LadyGeek wrote: ↑
Fri Aug 26, 2016 1:56 pm
sunny_socal wrote:...I wouldn't worry about it, obviously they just stuck the wrong (boilerplate) form in your car. As for the PSI - be thankful they're actually a little high! (Indeed to be sure you should learn to check them yourself, just get a $5 gauge next time to stop for gas.) I run all my tires @ 40 PSI if the max sidewall is 44, 45 PSI if the max sidewall is 50, 75 PSI if the max sidewall is 80. The door jamb pressures are only applicable for the tires that came with the car and for those wanting a plush ride. It has more to do with liability than anything else - the manufacturer doesn't want another Firestone fiasco on their hands.
No, the pressure is determined by the engineers - not lawyers. This is not good advice. See: What Air Pressure Should I Use in My Tires?
or google "correct tire pressure"
I'm with sunny_socal on this one. I aim about 2-4 above the door jamb figure (the number car engineers recommend) which is usually far below the max tire pressure (the number tire engineers have determined). There are all sorts of tradeoffs, but a few psi is minor IMO, and I like to err on the side of a firmer ride starting and wider margin before it gets too low. Also, with the low pressure tire pressure sensors, I seldom bother to check the tires anymore.

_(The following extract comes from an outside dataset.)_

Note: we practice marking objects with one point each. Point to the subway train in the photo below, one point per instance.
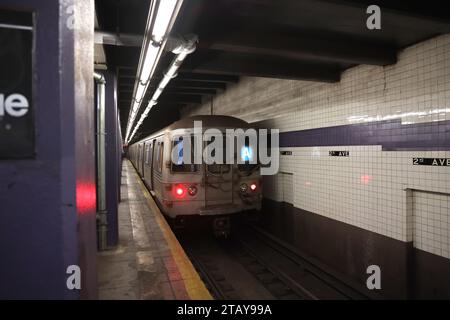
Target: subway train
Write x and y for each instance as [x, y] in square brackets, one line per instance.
[206, 189]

Costs $200 to have them replaced, so might as well take advantage of the new tech (annoying expense like keys/fobs and other advanced features that's big profit for the parts and service departments).
Anyway, this time of year, I might need to top off the tires once and again in winter, but the heat expansion often balances the slow leakage so I can go 6 months without bothering in the spring/summer (I really don't, but it's good to know you can, and I don't stress over it). YMMV
And if you have the newer monitoring systems, they give you specific pressure readouts for each individual tires. There's even one that honks the horn when you've reach the correct pressure.
Between good tires and new tech, the OCD tire checks have gone the way of the 3000 mile oil change for me. I still eyeball the tires and spot check as needed, but I'm not checking them regularly with every gas fillup. I remember the days when oil needed to be checked and/or added whenever gas was added; now it's been years since I've had to add oil between changes. I'm reminded, as I was reading about microplastic plastic polution in the ocean and the amount of tire and brake dust found, I thought about hybrid/electric cars having "lifetime" brake pads from little use. So aside from worrying less about checking for brake pad wear and replacement, it's another small benefit to the planet over conventional cars. Great when less is more.